暦の上ではとっくに秋なのに、気温はまだ真夏のまま。平年の最高気温が、今年の最低気温に近いのだから秋など感じられるはずもない。そうなのだが、スーパーへ行けば栗が出ている、トウモロコシも出ている、梨もサンマももう食べた。外を歩けば石榴が実をつけている。やっぱり季節は秋へ秋へと進んでいるのである。

美味しい秋、は普通だが、たまたまやや出来損ないの茹で方が、わたしに「やさしい秋」をもたらしてくれた。強さや激しさより、「適度」の良さがすこし分かってきたのかもしれません。

ポポー

ポポー。絵画教室のSさんから頂いた
冷やして、スプーンで直接食べた
手に持つと焼き芋にも見える?皮は焼き芋より薄い
「道の駅ー五霞」で売っていた!これは15センチサイズ

「ポポー」という果物を知っていますか?知っている人も少ないから、食べたことのある人はもっと少ないはず。知らないのも当然、 “幻のフルーツ” とも言われているのだそうです。その“幻” をわたしは3度目ですが、どんな味だったかすっかり忘れていました。絵画教室のSさんから自宅畑で作ったというのを頂きました。

なにより香りが独特です。この木の種類からは精油、香油を採取するというのも理解できます。言葉で表現しようとすると、あまり似たような例がないのでなかなか難しい。香りだけだとちょっと酸っぱいようなイメージが湧きますが、食べてみると酸味はあってもほんのわずか。適度な甘さの、ねっとりした濃厚な食感に、むしろちょっと驚きますよ。

原産地は北米東部。モクレン目バンレイシ科アシミナ属の木または蔓性の植物で、多くは亜熱帯~熱帯に生育する。ポポーのように温帯に育つものはごく少ない(6種)。バンレイシ科に属する植物の種類はものすごく多く(110属約2400種)、特に東南アジアではジャングルを構成する木の主要な要素となっている(以上ウィキペディアより)。
 日本には明治30年頃に観賞用として輸入され、昭和初期には栽培のしやすさから一大ブームになったと紹介されています(たぶん食用としても)。栽培の写真を見るとアケビのような実の付き方をします(実のかたちも似ていますね。そこからアケビガキと呼ぶ地方もあるそうです)。現在の代表的な産地は愛媛県と茨城県。確かに昨日(9/16)、茨城県五霞町の道の駅に行ったら売っていましたよ!!10パック近くも買っている人がいました。ちょっと食べ慣れない味ですが、そのぶん逆にハマる人もいるんでしょうね。
 ポップには「森のカスタードクリーム」とありました。わたしの食感でいえば、アボカドとプリンを混ぜたような感じ、あるいはマンゴーとプリンをミックスしたと言った方が近いと感じます。ポポーは北米原産ですが、食感は多くの仲間のように断然トロピカルフルーツ!栄養価もきっと高いと思います。

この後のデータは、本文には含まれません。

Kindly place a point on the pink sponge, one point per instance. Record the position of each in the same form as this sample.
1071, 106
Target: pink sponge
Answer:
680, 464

なぜこれが“幻” になったかというと、皮がとても薄くて柔らかく、傷みやすいからです。これはこの科に共通する特徴のようで、果実に触るだけで傷つき、簡単に皮がむけ、黒ずんでしまい、お店に並べる前に “美貌(ビボー)” が台無しになってしまうんですよね。そのため世界的にも輸出入は難しいそうですから、“幻” になったのは味のせいではなさそうです。
 アボカドがわたしは大好きですが、食べるようになったのは最近のこと。ずっと見ているだけで手を出しませんでした。あの、柔らかい石鹼を齧るような触感もはじめの頃は好きではなかったのに、あるとき、お寿司屋さんでアボカド巻きを食べたのをきっかけに好きになりました。ポポーも最初は半信半疑。1回目は、こんなものかな??。2回目は、ううん、好みが分かれそう、という感じでした。
 3回目は?まだ、大好きとまでは言えませんが、また、機会があればほかの食べ方もしてみようかなとは思いますね。本当は“スケッチの素材” としてくださったかもしれません。でも、かたちがシンプルすぎて、描くのはちょっと難しいと思っていました。弁解ですね。